Transaction is subject to regulatory approval, approval by shareholders of Accell, competition clearance, minimum tender of 95%, the offeror having received executed copies of resignation letters from the non-continuing members of the Supervisory Board regarding their resignation with effect as per the settlement of the offer. As of January 24, 2022, Board of Directors of Accell unanimously approved the transaction. As of March 24, 2022, the European Commission (EC) has given the approval to the transaction. Offeror anticipate that the Offer will close in late Q2 or early Q3 2022. If, after the post-acceptance period, the offeror holds at least 95% of the shares, the offeror will as soon as possible commence a compulsory acquisition procedure or a takeover buy-out procedure to obtain 100% of the shares. On June 9, 2022, offer has become unconditional. The offer period will commence from June 10, 2022 to June 23, 2022.

AXECO Corporate Finance is acting as financial advisor and fairness opinion provider and Stefan Wissing, Sybren de Beurs, Homme ten Have, Nina Kielman, Paul van der Bijl and Nima Lorjé of NautaDutilh N.V. is acting as legal advisor to Accell Group.

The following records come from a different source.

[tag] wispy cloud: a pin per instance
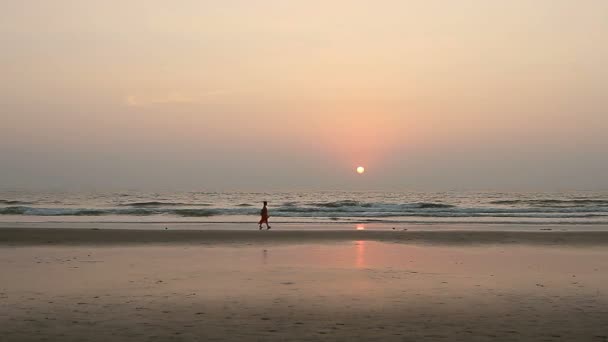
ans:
(170, 98)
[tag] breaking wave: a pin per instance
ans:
(164, 204)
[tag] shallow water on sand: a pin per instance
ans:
(361, 290)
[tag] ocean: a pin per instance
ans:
(508, 208)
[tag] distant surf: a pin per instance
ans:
(331, 207)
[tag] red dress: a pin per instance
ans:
(264, 214)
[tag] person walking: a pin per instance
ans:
(265, 216)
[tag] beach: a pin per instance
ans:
(340, 285)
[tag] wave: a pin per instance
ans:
(13, 202)
(377, 211)
(339, 204)
(164, 204)
(553, 202)
(424, 205)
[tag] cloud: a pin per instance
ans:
(169, 98)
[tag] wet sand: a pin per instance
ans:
(95, 236)
(140, 286)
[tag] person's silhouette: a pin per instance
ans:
(264, 214)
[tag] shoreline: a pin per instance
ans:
(106, 237)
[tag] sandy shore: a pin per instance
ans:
(109, 285)
(94, 236)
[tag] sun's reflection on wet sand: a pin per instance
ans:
(360, 254)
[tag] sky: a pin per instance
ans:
(290, 95)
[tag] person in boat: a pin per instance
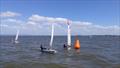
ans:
(42, 48)
(64, 46)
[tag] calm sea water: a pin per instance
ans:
(95, 52)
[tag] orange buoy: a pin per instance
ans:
(77, 43)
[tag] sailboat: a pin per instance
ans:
(68, 36)
(77, 43)
(16, 37)
(50, 50)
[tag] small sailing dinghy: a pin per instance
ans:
(50, 50)
(16, 37)
(68, 46)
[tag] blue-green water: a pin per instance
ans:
(95, 52)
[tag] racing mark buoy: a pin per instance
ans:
(77, 43)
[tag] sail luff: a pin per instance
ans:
(16, 38)
(69, 36)
(52, 33)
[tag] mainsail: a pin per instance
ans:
(16, 38)
(69, 35)
(52, 33)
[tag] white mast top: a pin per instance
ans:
(52, 33)
(16, 38)
(69, 34)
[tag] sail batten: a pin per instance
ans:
(16, 38)
(69, 36)
(52, 33)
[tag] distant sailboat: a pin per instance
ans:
(69, 37)
(77, 43)
(16, 37)
(50, 50)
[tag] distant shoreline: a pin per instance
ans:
(61, 35)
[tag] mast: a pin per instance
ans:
(16, 38)
(52, 33)
(69, 35)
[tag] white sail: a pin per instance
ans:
(69, 36)
(52, 33)
(16, 38)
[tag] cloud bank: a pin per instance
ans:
(41, 25)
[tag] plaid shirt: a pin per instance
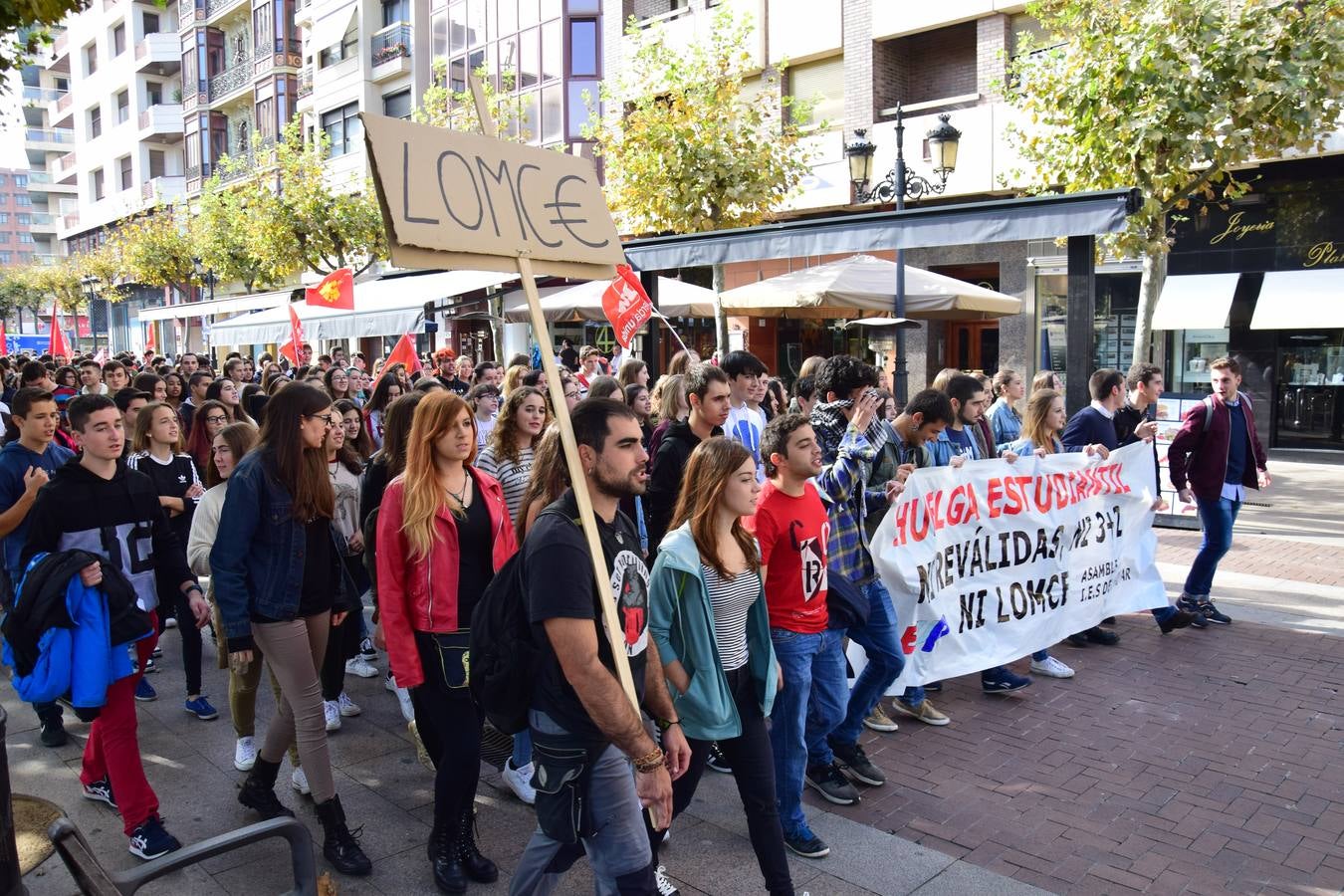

Rabobank is acting as independent financial advisor and fairness opinion provider and WAKKIE+PERRICK is acting as independent legal advisor to the Supervisory Board. On behalf of KKR and the Consortium, Goldman Sachs is acting as financial advisor, Jan-Hendrik Horsmeier and Stephanie Horowitz of Clifford Chance LLP as legal advisor and Allen & Overy LLP is acting as Teslin's legal advisor. CFF Communications is acting as Accell Group's communications advisor. Meines Holla & Partners acted as communications advisor to KKR and Teslin.

Teslin Participaties Coöperatief U.A. managed by Teslin Capital Management BV and KKR & Co. Inc. (NYSE:KKR) completed the acquisition of remaining 89.2% stake in Accell Group N.V. on June 23, 2022. 26,020,905 Shares, representing approximately 96.90% of the aggregate issued and outstanding share capital of Accell Group has been tendered. Teslin Participaties Coöperatief U.A. managed by Teslin Capital Management BV and KKR & Co. Inc will as soon as possible initiate legal buy-out proceedings in order to obtain 100% of the shares.